L'emozione di Matteo Pessina dopo il gol
L'emozione di Matteo Pessina dopo il gol

Bergamo - Dalla favola nerazzurra dell’Atalanta a quella azzurra dell’Italia. L’esultanza di Matteo Pessina, l’uomo che ha deciso il match contro il Galles regalando alla Nazionale il primo posto nel girone, è quella del popolo atalantino e del club bergamasco che in questi anni hanno creduto in lui.

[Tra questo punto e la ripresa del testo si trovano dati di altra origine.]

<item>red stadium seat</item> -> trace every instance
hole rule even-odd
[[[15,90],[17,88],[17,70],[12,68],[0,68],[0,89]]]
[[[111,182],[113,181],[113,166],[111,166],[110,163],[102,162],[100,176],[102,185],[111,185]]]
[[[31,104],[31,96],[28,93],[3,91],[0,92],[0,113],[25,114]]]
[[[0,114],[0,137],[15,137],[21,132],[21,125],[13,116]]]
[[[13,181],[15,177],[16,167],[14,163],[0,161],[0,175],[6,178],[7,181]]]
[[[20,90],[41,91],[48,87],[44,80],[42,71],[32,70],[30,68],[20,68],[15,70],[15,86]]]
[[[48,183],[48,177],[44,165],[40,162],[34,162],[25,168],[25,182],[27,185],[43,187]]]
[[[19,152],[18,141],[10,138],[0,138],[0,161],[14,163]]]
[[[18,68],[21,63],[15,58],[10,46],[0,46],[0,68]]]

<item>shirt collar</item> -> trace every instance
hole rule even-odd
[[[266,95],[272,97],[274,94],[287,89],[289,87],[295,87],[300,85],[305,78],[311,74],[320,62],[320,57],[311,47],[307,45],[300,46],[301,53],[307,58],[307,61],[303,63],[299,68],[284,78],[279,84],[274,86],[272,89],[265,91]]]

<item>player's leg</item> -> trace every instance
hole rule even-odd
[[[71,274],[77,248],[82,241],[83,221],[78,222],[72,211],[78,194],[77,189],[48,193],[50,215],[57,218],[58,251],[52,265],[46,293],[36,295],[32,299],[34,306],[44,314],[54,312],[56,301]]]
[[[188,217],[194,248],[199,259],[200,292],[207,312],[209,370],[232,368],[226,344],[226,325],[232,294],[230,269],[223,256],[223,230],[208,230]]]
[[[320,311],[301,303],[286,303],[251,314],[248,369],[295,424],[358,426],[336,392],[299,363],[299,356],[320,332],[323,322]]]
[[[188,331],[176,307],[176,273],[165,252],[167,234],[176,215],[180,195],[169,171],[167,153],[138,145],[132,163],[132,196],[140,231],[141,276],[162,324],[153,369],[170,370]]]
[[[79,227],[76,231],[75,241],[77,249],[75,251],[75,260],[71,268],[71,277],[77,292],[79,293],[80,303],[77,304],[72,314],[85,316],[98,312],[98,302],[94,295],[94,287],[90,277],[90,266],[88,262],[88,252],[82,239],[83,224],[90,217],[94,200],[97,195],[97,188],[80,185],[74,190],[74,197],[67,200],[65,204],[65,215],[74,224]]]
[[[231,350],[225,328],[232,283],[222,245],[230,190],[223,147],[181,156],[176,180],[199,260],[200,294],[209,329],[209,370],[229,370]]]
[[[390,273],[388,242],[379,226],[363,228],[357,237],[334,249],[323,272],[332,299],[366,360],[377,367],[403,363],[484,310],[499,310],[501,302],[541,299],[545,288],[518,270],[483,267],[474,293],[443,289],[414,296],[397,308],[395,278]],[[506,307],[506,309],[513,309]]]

Prelevandolo dalla serie C per portarlo fino alla Champions e consegnarlo all’Italia. Tutto in appena quattro anni. “È vero. La mia è una bella favola e dimostra che chi parte dalla serie C, può arrivare in Nazionale con tanti sacrifici. Ma una gioia così li ripaga tutti", ha spiegato ai microfoni di Sky Sport il centrocampista di Monza, classe 1997. Il calciatore con la faccia da bravo ragazzo, che studia Economia Aziendale e colleziona sogni. Realizzandoli tutti. A 17 anni sognava il Monza in cui era cresciuto nel settore giovanile, tifando biancorosso, e ancora minorenne ha esordito in C prendendo per mano la squadra con una grande stagione. Poi un paio d’anni di traslochi lungo lo Stivale.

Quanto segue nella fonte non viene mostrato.